Google は今週、Android 用 Chrome ブラウザが、デフォルトで提供される正確な地理的位置ではなく、「おおよその位置」のみを Web サイトと共有できるようになり、ユーザーにより詳細なプライバシー制御オプションを提供すると発表しました。 Googleは、テイクアウトの注文、配達の注文、最寄りのATMの検索などのシナリオでは、Webサイトにより正確な位置データが必要だが、地域の天気を取得したり、地域のニュースを読んだりするようなサービスに関しては、おおよその位置情報で十分だと述べた。

Googleはブログ投稿の中で、ユーザーがおおよその位置情報を共有することを選択できるようにすることで、Chromeは「位置情報をより細かく制御できるようになった」と述べた。ユーザーは、ナビゲーションやその他のシナリオが必要な場合でも、正確な位置を共有することを選択できるため、この新機能によって中核となるユーザー エクスペリエンスが犠牲になることはありません。
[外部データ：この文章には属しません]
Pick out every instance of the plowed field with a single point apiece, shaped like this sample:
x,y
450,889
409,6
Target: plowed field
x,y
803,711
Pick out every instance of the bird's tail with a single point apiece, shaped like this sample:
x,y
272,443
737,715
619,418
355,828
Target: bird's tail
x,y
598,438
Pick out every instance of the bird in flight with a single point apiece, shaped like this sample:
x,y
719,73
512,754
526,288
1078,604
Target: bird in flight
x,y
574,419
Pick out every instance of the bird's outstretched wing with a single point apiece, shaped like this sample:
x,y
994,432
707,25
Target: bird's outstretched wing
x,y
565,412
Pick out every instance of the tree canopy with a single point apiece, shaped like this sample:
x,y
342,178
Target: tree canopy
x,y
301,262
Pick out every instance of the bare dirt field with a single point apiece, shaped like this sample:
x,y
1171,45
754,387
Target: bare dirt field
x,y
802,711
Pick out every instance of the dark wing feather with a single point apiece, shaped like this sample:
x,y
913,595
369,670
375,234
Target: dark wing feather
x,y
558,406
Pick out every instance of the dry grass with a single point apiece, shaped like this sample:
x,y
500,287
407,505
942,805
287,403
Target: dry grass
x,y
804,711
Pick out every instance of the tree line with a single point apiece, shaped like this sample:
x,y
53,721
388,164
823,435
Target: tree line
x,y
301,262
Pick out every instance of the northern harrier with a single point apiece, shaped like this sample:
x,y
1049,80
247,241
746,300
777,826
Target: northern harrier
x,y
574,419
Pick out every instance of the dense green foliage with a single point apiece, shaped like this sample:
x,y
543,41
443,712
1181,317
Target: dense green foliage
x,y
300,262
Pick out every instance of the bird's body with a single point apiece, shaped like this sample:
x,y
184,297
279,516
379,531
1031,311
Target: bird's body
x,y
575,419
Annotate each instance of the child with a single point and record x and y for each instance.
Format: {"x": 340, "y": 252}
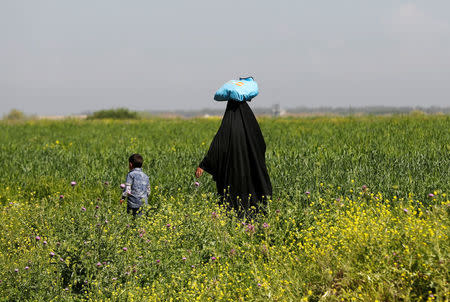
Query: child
{"x": 137, "y": 186}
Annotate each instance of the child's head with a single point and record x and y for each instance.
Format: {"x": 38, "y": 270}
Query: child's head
{"x": 135, "y": 161}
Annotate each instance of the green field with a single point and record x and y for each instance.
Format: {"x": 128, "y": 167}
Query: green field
{"x": 360, "y": 211}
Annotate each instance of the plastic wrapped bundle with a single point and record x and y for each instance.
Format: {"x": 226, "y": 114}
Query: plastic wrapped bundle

言い換えれば、ユーザーは、「完全にオン」か「完全にオフ」かを選択することなく、さまざまな Web サイトやさまざまなシナリオに基づいて位置精度を動的に選択できます。
Android側に加えて、Googleは今後数か月以内にこのおおよその位置情報機能をChromeのデスクトップ版にも導入する予定ですが、具体的なスケジュールはまだ発表していません。この機能が iOS 版 Chrome で利用可能になるかどうか、またいつ利用できるようになるかについて、Google はいかなる約束や取り決めも行っていません。この「段階的なプラットフォームの進歩」のリズムは、まず新しいプライバシー機能について自社のエコシステムをサポートし、その後徐々に他のプラットフォームに拡張するという Google の一貫した慣行を継続しています。
この調整に協力するために、Googleはまた、開発者が位置情報の許可をリクエストする際に「おおよその位置」を明示的に選択したり、必要な場合にのみ「正確な位置」をリクエストしたりできる新しいWeb APIを立ち上げる予定だ。 Google は、ウェブサイト開発者に対し、位置データへの依存を再検討し、サイトの機能が正確な位置情報に本当に依存している場合にのみ、ユーザーに対して正確な位置リクエストを開始することを推奨しています。この戦略は、ソースからの高精度位置情報の悪用を減らし、「デフォルトで少ないデータ」を業界の一般的な慣行にすることを目的としています。
Android ユーザーにとって、この変更はプライバシー保護の点で「小さな勝利」とみなされます。ユーザーは Web を閲覧する際に、より透明性が高く制御可能な位置情報共有エクスペリエンスを得ることができ、Web サイトも機能とデータ収集の間のバランスを再見つける必要があります。データ プライバシーとターゲット トラッキングをめぐる論争が続く中、Chrome はおおよその位置情報オプションを導入することで、モバイル ブラウザにプライバシー制御のもう 1 つの層を追加しています。